Overall, bioactive compounds in plant products are responsible for many of their health benefits (Vennila et al., 2017) and the extraction solvents used affect their potencies (Ojimelukwe et al., 2019). Ethanol soluble bioactive compounds in Moringa oleifera positively enhance metabolism of Wistar rats normalizing the negative effects of streptozotocin induced diabetes. Ethanolic extract of Moringa oleifera leaves have been found to contain a lot of phytochemicals (lutein, beta-carotene, phytyl fatty acid ester, beta-sitosterol (90 μg/mL), phenols (9 μg/mL), flavonoids (27μg/mL) etc) and nutrients. Flavonoids, phenols, alkaloids and saponins are found in appreciable amounts (Soraya et al. 2022). Soraya et al. (2022) identified 17 chemical components in the ethanol extract of Moringa oleifera leaves with quinic acid, glycerol, and 2,3-dihydro-3,5-dihydroxy-6-methyl-4H-pyran-4-one (DDMP) as the most abundant compounds. Flavonoids help to regulate glucose metabolism, improve the activities of hepatic enzymes as well as the lipid profile (Al-Ishaq et al., 2019; Singh et al., 2022; Kusmuyati et al., 2022). Saponins may inhibit the hydrolysis of sugars by inhibiting amylases and glucosidases that break down starch into sugars thereby slowing down the rate of loading glucose into the blood stream (El-Barky et al., 2017).
3.10 Histopathology of Kidney and Liver of Experimental animals
The kidney cortex of diabetic Wistar rats had abnormal glomerulus (GM) and renal tubules (RT), it also showed some degenerating glomeruli (arrow) and tubule with distorted epithelium (open arrowhead).

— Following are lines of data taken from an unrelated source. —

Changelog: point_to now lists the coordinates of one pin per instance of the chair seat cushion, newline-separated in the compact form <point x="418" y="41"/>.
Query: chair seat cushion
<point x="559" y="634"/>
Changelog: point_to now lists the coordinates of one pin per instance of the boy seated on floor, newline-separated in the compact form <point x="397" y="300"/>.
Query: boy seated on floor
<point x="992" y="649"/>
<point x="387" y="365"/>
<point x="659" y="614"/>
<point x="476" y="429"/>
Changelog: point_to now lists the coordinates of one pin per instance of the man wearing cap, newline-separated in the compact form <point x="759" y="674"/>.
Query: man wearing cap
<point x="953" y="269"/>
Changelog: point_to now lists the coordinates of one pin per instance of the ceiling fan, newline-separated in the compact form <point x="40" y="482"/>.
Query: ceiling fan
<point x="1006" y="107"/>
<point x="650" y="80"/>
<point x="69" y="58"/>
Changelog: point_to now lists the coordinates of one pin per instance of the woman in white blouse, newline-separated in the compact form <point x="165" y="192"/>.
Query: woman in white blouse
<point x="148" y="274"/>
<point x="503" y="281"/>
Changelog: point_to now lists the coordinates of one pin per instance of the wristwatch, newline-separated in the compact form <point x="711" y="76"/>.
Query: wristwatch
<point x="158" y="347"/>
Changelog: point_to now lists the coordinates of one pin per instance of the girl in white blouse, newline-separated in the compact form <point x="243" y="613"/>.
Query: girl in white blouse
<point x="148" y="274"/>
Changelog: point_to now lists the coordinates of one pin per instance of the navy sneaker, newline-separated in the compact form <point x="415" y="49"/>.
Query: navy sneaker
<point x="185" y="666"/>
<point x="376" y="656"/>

The kidney of the diabetic Wistar rats after treatment with 80% ethanolic extract of M. oleifera leaves had normal parenchymal architecture, renal tubules (Rt), and glomeruli (GM), and the pathological lesions observed in diabetic rats were no longer there.
Sections of the kidney of untreated diabetic Wistar rat and after full treatment with 80% ethanolic extract of M. oleifera administered for 30 days.
The liver of untreated diabetic Wistar rats showed dilated central vein (CV) arrays of hepatocytes (black arrowhead), and several inflammatory infiltrates (blue arrowhead), hepatocyte disarray, as well as inflammation. After exposure to 80% ethanolic M. oleifera extract for 30 days, the liver architecture became normal, with arrays of hepatocytes (arrowhead) and normal sinusoidal spaces (open head arrow). No pathological lesions were seen.
Figure Liver of diabetic Wistar rats before and after exposure to 80% M. oleifera ethanolic leaf extract for 30 days.
Observations, made on the kidney and liver of STZ-induced diabetic Wistar rats after 30 days of exposure to M. oleifera ethanol extract indicated regeneration of the cells and the loss of pathological lesions that were observed in the diabetic control group. This implies that treatment with ethanolic extract of M. oleifera ameliorates type 2 diabetes in streptozotocin induced diabetic Wistar rats. Optimization data depicted 28 days of exposure, but histological experiments were carried out after 30 days of exposing the diabetic animals to M. oleifera ethanolic extract.